Dans « Issu du feu », le noir se révèle sous de multiples facettes : les noirs devrait-on dire tant Lee Bae décline leur gamme du noir profond au gris presque clair en juxtaposant et collant les multiples morceaux de charbon de bois, comme une table de marqueterie. Il joue avec ses brillances, avec ses effets de moire, avec ses aspects nacrés, nés de mouvements donnés en surface par la structure des morceaux de bois choisis.
Dans « Untitled » c’est tout le contraire : le noir est utilisé pour les profondeurs à l’aide de grands gestes. La densité de l’encre de charbon est utilisée pour dessiner des formes dont la force est augmentée par le contraste avec les surfaces blanches qui en dessinent les contours.
Dans Landscape, les compositions géométriques sont radicales, car elles opposent le noir et blanc, parfois la matière même, puisque le noir est apposé sur des morceaux de bois qui surplombent telle une falaise une surface blanche. Noir et blanc sont renvoyés dos à dos.
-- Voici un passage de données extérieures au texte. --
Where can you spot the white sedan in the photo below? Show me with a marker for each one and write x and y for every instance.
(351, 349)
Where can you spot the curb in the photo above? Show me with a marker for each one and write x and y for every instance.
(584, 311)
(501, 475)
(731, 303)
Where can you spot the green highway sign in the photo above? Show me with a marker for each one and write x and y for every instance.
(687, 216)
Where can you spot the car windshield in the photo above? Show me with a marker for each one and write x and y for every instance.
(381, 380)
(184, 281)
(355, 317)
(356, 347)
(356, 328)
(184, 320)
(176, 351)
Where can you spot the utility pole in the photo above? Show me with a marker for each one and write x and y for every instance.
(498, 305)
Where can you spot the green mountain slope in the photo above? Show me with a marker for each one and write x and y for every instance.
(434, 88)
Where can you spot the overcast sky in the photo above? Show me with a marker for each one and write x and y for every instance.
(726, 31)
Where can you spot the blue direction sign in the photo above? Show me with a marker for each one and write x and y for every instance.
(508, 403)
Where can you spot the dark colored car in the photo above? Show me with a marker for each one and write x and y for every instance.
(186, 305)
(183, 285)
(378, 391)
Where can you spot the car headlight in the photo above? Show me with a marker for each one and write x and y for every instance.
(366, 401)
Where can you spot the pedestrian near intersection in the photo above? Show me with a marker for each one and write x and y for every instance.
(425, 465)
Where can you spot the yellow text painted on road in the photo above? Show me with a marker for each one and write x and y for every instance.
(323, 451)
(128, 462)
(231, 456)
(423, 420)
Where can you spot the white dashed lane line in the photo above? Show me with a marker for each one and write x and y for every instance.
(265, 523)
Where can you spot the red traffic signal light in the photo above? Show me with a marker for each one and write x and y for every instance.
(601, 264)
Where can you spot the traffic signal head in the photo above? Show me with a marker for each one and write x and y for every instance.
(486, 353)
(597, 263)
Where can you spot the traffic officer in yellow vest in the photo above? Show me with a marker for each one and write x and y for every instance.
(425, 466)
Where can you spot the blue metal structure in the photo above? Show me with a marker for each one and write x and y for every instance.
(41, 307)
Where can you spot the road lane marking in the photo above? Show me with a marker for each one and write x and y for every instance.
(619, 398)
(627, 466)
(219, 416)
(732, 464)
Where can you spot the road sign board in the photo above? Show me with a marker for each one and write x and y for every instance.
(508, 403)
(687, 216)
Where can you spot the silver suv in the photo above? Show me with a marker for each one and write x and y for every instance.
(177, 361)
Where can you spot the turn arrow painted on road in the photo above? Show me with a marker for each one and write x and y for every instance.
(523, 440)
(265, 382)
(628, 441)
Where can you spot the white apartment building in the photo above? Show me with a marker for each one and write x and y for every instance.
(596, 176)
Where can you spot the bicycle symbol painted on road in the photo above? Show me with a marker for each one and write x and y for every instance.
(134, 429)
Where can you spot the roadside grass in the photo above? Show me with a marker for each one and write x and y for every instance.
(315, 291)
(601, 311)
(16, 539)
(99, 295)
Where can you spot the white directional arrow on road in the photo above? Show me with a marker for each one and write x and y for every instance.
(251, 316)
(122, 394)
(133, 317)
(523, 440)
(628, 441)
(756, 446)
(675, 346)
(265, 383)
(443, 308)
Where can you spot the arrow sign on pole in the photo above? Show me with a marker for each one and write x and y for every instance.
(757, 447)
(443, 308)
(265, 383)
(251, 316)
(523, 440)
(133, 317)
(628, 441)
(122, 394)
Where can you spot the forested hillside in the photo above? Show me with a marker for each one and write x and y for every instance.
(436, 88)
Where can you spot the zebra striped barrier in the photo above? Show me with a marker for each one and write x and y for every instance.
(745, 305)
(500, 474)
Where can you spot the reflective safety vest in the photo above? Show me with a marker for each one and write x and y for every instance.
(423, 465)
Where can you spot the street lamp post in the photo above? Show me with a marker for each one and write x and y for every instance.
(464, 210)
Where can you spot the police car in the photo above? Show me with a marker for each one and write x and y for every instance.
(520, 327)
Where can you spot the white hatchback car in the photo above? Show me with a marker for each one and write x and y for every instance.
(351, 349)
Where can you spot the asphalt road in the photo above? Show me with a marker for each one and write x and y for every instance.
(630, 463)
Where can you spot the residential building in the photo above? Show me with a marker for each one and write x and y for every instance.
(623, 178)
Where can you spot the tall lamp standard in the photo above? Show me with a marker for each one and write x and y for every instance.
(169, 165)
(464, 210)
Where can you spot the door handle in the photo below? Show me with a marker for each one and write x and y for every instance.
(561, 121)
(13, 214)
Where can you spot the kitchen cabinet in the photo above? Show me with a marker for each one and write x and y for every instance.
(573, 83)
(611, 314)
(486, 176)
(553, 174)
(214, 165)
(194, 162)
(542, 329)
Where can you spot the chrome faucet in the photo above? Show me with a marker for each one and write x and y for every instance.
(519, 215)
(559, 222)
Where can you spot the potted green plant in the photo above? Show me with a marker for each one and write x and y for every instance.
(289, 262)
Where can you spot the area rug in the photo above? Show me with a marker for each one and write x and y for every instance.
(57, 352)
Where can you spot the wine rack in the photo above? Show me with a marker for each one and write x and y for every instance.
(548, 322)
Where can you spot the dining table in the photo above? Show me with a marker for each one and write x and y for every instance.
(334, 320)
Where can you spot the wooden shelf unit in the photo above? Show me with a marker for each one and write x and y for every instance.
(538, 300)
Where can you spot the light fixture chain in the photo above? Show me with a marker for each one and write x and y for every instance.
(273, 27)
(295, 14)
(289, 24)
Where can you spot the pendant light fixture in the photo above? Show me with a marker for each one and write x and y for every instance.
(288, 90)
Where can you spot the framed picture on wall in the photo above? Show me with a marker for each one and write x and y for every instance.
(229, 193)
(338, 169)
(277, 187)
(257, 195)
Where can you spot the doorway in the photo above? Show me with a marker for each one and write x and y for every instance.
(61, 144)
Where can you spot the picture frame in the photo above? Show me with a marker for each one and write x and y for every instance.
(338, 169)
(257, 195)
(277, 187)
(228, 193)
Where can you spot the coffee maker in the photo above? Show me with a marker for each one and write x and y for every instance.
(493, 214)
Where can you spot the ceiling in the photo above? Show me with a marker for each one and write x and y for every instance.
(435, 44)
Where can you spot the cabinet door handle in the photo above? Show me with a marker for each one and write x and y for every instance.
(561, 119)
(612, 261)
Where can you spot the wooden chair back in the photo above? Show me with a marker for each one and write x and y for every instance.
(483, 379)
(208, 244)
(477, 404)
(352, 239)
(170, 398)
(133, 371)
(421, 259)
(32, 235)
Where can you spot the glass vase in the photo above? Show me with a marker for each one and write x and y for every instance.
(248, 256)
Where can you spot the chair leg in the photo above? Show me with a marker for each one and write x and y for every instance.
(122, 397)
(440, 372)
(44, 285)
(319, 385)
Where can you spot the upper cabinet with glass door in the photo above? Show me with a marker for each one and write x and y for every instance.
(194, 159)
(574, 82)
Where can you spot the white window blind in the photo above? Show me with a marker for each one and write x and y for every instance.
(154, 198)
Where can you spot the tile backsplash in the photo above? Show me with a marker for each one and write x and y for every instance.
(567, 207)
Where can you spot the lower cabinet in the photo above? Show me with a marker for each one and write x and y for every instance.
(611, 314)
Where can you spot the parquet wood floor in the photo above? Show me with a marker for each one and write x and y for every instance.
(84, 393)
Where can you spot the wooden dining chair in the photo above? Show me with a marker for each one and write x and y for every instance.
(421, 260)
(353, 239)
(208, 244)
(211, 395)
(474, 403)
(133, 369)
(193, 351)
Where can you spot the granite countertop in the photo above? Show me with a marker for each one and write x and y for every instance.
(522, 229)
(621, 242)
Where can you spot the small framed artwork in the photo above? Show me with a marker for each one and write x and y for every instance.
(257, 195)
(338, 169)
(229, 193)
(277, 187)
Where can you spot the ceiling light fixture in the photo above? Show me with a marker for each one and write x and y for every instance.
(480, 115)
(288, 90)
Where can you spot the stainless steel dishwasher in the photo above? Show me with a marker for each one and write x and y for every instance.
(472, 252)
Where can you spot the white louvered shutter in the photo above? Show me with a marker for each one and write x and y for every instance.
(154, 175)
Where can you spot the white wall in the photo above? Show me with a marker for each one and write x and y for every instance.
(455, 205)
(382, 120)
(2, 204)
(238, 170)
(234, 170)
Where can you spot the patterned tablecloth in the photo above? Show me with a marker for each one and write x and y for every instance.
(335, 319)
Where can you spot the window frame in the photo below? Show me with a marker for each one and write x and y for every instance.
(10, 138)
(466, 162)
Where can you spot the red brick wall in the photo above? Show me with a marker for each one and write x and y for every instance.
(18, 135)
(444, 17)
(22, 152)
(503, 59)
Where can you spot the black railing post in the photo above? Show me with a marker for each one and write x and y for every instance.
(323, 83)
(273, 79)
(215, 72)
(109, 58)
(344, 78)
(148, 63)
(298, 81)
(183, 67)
Brushstroke. Dans ses tout récents grands papiers, Lee Bae met du mouvement dans ses noirs et déploie les dégradés de leur transparence. Contrairement à la série Untitled où chaque forme est méticuleusement dessinée plusieurs fois en superposition, dans Brushstroke chaque forme ou signe, tracés avec de la poudre de charbon de bois, est le résultat d’un seul geste, sans repentir possible, d’une absolue fulgurance conjuguant à la fois concentration mentale et maîtrise corporelle. Proche de la calligraphie, cette écriture qui dans sa manière se rapproche d’une méthode traditionnelle témoigne en même temps d’un esprit très contemporain ainsi que d’une touche immanente, au sens où elle s’accomplit selon des principes que l’artiste se donne en visant une certaine perfection.
Issu du feu (White lines) sont des œuvres visuellement intrigantes. Lee Bae reprend ses compositions avec des morceaux de charbon, mais il les rythme en les ponctuant en surface avec de petits traits écrits au pastel gras blanc, comme des virgules sur un tableau noir. Histoire de mettre le noir en arrière-plan et de lui donner encore plus de perspective.
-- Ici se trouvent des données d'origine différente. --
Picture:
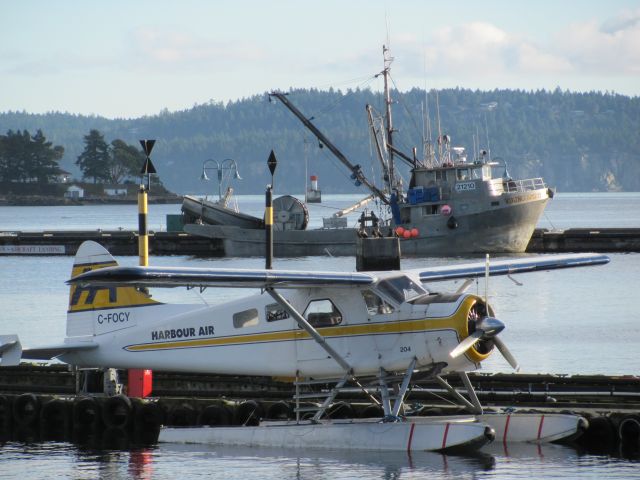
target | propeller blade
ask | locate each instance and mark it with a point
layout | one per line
(466, 344)
(506, 353)
(490, 326)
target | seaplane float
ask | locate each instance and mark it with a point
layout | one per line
(370, 330)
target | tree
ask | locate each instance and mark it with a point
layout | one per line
(43, 159)
(25, 158)
(126, 161)
(94, 160)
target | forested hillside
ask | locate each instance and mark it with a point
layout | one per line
(576, 141)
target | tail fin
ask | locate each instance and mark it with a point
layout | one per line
(92, 256)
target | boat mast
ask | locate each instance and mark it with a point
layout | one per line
(356, 170)
(388, 120)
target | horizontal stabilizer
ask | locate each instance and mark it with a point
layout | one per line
(10, 350)
(218, 277)
(511, 266)
(53, 351)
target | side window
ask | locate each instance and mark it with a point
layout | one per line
(322, 313)
(274, 312)
(375, 305)
(247, 318)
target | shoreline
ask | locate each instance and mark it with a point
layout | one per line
(48, 201)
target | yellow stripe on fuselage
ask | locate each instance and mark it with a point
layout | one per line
(455, 322)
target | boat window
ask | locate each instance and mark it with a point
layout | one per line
(401, 289)
(274, 312)
(429, 210)
(463, 174)
(375, 304)
(246, 318)
(476, 173)
(322, 313)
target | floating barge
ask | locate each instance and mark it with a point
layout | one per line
(125, 242)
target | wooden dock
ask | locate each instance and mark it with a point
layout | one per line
(39, 403)
(125, 242)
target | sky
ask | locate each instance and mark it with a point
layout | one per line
(126, 59)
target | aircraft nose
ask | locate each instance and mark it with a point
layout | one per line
(490, 327)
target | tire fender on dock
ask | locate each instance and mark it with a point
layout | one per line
(26, 409)
(117, 411)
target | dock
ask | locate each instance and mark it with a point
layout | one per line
(125, 242)
(44, 402)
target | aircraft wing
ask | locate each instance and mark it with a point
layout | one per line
(11, 351)
(218, 277)
(511, 266)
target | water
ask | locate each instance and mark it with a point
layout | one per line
(579, 321)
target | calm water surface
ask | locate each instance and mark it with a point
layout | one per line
(580, 321)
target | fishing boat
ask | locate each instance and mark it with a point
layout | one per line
(453, 205)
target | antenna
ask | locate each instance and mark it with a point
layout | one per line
(439, 129)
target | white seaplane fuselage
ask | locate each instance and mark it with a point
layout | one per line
(255, 336)
(331, 326)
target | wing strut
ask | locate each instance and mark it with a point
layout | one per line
(474, 407)
(302, 322)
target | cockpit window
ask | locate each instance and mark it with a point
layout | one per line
(322, 313)
(401, 289)
(375, 304)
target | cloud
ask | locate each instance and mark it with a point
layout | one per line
(162, 49)
(481, 49)
(610, 48)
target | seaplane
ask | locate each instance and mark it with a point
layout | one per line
(370, 330)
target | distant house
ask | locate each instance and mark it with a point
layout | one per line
(74, 191)
(115, 191)
(62, 176)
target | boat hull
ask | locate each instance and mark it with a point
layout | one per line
(215, 214)
(502, 230)
(433, 435)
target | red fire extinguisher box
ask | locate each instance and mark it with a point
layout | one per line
(140, 382)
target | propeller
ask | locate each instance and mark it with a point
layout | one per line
(485, 329)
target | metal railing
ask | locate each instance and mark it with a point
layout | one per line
(515, 186)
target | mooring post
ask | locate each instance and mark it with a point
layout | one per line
(140, 380)
(268, 225)
(272, 163)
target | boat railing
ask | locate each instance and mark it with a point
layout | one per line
(515, 186)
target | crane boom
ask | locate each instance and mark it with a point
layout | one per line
(356, 171)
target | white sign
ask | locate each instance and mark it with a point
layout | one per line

Enfin dans ses installations, toujours réalisées avec du bois brûlé ou carrément du charbon de bois, Lee Bae met le noir en relief. Il le façonne en boule, en fagot, ou en pointe, pour montrer que le noir peut aussi se percevoir sous l’angle du modelé, de la proéminence.
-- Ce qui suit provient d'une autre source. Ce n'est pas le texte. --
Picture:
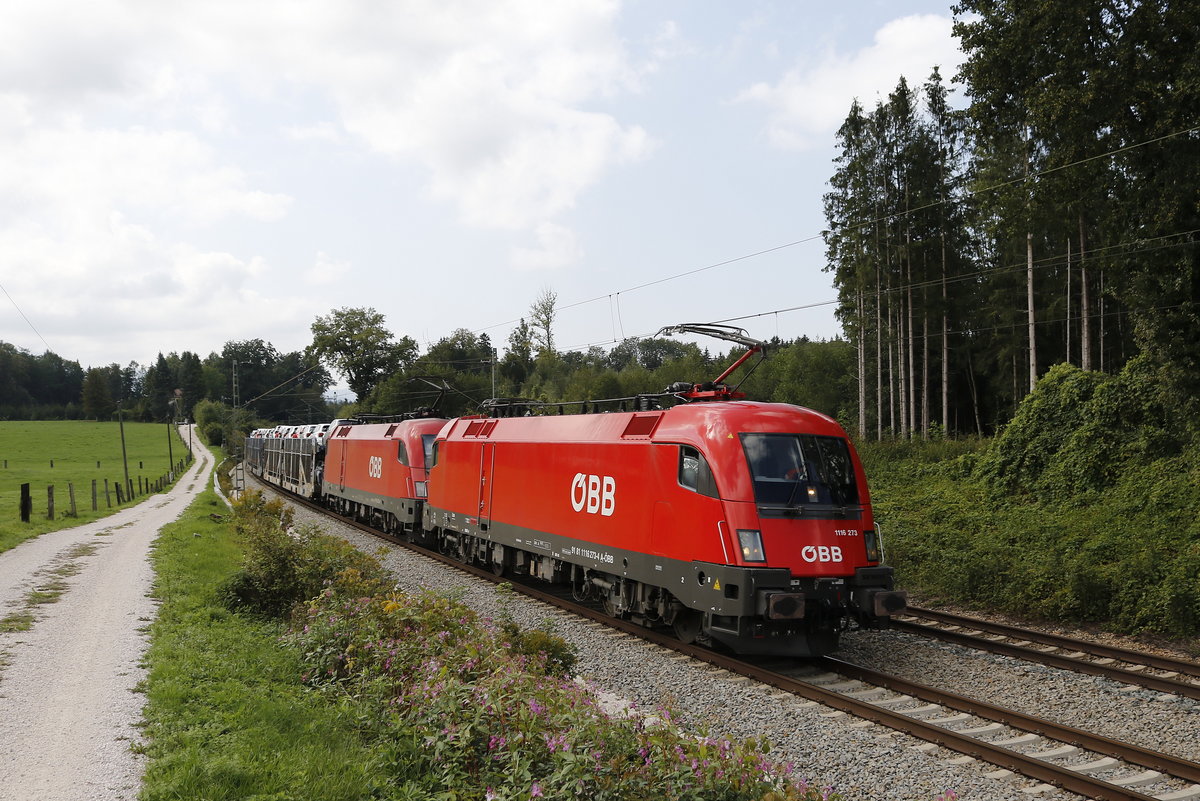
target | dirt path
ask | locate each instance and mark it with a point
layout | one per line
(67, 706)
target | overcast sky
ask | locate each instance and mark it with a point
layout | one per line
(175, 175)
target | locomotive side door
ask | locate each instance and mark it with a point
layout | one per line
(486, 464)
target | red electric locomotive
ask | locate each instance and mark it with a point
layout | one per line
(378, 473)
(741, 523)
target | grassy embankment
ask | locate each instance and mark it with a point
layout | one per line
(1084, 510)
(227, 716)
(375, 694)
(75, 447)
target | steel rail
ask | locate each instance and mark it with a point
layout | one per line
(1089, 646)
(1026, 765)
(1078, 664)
(1169, 764)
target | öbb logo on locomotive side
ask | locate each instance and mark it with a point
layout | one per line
(594, 494)
(821, 553)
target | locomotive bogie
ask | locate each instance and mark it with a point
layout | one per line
(735, 523)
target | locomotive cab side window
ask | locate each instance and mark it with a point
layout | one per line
(695, 473)
(801, 470)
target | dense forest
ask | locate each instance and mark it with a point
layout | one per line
(1054, 220)
(1050, 218)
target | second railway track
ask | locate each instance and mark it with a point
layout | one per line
(1096, 766)
(1152, 672)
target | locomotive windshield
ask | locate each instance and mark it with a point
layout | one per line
(801, 469)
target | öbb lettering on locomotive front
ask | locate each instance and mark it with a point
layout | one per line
(821, 553)
(594, 494)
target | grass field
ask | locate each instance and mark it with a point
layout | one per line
(76, 447)
(227, 716)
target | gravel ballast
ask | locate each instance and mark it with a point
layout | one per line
(858, 759)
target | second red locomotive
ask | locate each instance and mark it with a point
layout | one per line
(736, 523)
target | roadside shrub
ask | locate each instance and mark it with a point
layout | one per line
(466, 711)
(214, 434)
(286, 565)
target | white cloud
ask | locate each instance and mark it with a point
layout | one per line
(557, 247)
(811, 101)
(327, 271)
Lee Bae donne au bois brûlé un autre visage. Par des gestes très différents, il déploie toute son énergie humaine couplée avec son activité cérébrale. Des œuvres corporelles et mentales à la fois qui expriment sa recherche dans des formats de musée, alors que Lee Ufan les déborde largement, exalte le geste de l’artisan-artiste empreint d’une culture précise, celle de la Corée.